Genetic diversity, virulence genes, antimicrobial resistance, and biofilm formation of Klebsiella pneumoniae isolated from bovine mastitis milk in South Korea

Abstract

Klebsiella pneumoniae, a zoonotic agent, is a causative pathogen of bovine mastitis. Despite its clinical relevance in dairy farms, studies on K. pneumoniae in bovine mastitis remain limited. Additionally, studies on K. pneumoniae's genetic diversity and virulence characteristics in South Korea remain limited.
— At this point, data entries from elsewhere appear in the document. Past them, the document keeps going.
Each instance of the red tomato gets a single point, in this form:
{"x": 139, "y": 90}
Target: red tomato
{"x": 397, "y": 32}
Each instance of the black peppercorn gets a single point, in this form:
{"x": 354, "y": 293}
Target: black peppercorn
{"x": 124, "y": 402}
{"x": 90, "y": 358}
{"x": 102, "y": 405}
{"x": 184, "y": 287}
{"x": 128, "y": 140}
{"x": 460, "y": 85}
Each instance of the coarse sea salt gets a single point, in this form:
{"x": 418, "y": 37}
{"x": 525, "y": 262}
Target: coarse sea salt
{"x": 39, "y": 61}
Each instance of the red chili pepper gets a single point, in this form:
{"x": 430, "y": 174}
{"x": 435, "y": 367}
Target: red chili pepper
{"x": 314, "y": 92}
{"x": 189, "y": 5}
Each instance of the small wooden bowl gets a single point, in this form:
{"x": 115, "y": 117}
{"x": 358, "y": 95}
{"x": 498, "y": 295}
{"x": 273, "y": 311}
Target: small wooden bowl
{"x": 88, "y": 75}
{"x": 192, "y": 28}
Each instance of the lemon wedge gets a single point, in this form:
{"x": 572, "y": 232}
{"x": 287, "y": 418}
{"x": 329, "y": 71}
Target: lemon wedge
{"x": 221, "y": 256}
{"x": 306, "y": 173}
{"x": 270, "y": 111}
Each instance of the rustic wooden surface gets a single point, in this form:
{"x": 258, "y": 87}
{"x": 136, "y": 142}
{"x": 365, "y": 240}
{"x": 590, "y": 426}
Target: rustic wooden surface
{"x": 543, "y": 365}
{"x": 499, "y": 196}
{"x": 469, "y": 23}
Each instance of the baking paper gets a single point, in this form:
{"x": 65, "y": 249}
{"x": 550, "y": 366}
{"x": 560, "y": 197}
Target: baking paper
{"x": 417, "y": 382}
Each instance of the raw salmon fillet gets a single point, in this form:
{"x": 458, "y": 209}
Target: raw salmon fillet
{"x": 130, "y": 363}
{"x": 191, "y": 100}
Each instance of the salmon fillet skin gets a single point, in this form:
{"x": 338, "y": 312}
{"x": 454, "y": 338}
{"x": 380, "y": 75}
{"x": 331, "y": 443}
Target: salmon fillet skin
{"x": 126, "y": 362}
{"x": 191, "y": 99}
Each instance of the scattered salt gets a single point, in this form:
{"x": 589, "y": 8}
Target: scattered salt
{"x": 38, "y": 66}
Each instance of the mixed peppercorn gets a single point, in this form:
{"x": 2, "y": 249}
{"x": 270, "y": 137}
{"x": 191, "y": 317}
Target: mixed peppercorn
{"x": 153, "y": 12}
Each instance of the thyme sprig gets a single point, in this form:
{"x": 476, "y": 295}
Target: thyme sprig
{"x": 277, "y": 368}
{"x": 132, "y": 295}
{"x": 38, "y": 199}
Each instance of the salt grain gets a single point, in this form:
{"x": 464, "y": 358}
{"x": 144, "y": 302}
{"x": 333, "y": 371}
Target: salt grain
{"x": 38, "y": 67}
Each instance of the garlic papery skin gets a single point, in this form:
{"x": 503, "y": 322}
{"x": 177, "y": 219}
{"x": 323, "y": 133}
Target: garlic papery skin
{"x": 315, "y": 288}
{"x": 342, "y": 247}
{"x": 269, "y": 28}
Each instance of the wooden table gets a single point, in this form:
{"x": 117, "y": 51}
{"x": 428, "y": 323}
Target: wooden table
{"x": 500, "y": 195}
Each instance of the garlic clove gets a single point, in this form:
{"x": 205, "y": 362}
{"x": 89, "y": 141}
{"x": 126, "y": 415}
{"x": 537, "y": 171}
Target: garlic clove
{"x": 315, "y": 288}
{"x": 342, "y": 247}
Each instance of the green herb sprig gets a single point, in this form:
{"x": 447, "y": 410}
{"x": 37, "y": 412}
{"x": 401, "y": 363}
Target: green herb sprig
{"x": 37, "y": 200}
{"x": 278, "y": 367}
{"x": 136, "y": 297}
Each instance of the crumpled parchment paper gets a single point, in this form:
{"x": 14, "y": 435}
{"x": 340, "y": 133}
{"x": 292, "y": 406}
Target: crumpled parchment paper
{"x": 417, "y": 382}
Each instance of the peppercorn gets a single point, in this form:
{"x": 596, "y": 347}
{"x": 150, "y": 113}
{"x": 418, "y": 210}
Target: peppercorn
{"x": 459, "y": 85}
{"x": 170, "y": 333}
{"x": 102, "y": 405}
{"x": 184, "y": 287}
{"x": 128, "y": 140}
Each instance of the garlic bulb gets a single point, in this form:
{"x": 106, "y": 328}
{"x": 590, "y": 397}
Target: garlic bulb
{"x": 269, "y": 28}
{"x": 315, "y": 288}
Therefore, in this study, we aimed to elucidate the genetic diversity, antimicrobial resistance, virulence genes, and biofilm-forming capacity of 29 K. pneumoniae strains isolated from bovine mastitis milk samples in South Korea between 2017 and 2023. Multilocus sequence typing revealed 23 sequence types, four of which were novel, indicating substantial genetic heterogeneity and the absence of a dominant clonal lineage. Excluding intrinsic resistance, the highest resistance rates were observed for tetracycline (34.5%) and sulfisoxazole (31.0%), whereas resistance to the other antibiotics tested ranged from 0% to 20.7%. In addition, multidrug resistance (MDR) was noted in 20.7% of isolates. Virulence gene analysis revealed that most isolates carried the ureA, uge, wabG, and fimH genes, whereas allS, rmpA, iucB, and iroNB were not detected. Two isolates exhibited a hypermucoviscous phenotype, and one belonged to the capsular serotype K2. All isolates demonstrated biofilm-forming ability, with moderate-to-strong production observed in over 89.0% of cases, indicating potential for persistence and treatment challenges. In conclusion, K. pneumoniae isolates from mastitis milk carried multiple virulence genes and showed MDR as well as robust biofilm formation. Therefore, continued surveillance and further characterization of K. pneumoniae are needed to support mastitis control and protect public health.IMPORTANCEKlebsiella pneumoniae is an emerging environmental pathogen associated with clinical mastitis in dairy cows, raising concerns regarding antimicrobial resistance and public health. To the best of our knowledge, this study provides the first comprehensive characterization of K. pneumoniae isolates from mastitis milk in South Korea, including analyses of genetic diversity, antimicrobial resistance, virulence factors, and biofilm formation. The findings advance our current understanding of K. pneumoniae associated with bovine mastitis and highlight the need for continued surveillance that will contribute to mastitis control efforts and safeguard public health.

Keywords: Antimicrobial resistance; Klebsiella pneumoniae; biofilm; bovine mastitis; multilocus sequence typing; virulence factors.

Fig 1

MLST-based phylogenetic tree of Klebsiella pneumoniae isolated from bovine mastitis milk. A phylogenetic tree of the 29 Klebsiella pneumoniae isolates was constructed using MLST sequences and the neighbor-joining method with the Jukes-Cantor model. Bootstrap analysis with 1,000 replicates was performed. The isolate names, collection years, and geographic origins were also included. NT, non-typeable. *These isolates represent the novel STs identified in this study.

Fig 2

Minimum spanning tree analysis of Klebsiella pneumoniae isolates from human infection-derived and bovine mastitis milk based on MLST allelic profiles. A minimum spanning tree of K. pneumoniae isolates was generated using the geoBURST algorithm in PhyloViz 2.0, based on multilocus sequence typing allelic profiles and the single-locus variant criterion. Each node represents a unique sequence type (ST), and the node size is proportional to the number of isolates sharing the same ST. Colors indicate the origin of isolates: blue represents human infection-derived isolates, red represents bovine mastitis isolates, and green represents bovine mastitis isolates. Edges connect STs that differ in only one of the seven housekeeping loci.

Fig 3

Antimicrobial susceptibility of Klebsiella pneumoniae isolated from bovine mastitis milk. Superscript letters (a–c) following the antimicrobial names on the x-axis indicate statistically significant differences in antibiotic resistance rates (P < 0.05). Ampicillin resistance was excluded from statistical analysis because of the intrinsic resistance of K. pneumoniae to this antimicrobial. AMC, amoxicillin/clavulanic acid; AMP, ampicillin; TAZ, ceftazidime; CTX, cefotaxime; FEP, cefepime; FOX, cefoxitin; MER, meropenem; CHL, chloramphenicol; CIP, ciprofloxacin; NAL, nalidixic acid; COL, colistin; GEN, gentamicin; TET, tetracycline; FIS, sulfisoxazole; SXT, trimethoprim/sulfamethoxazole.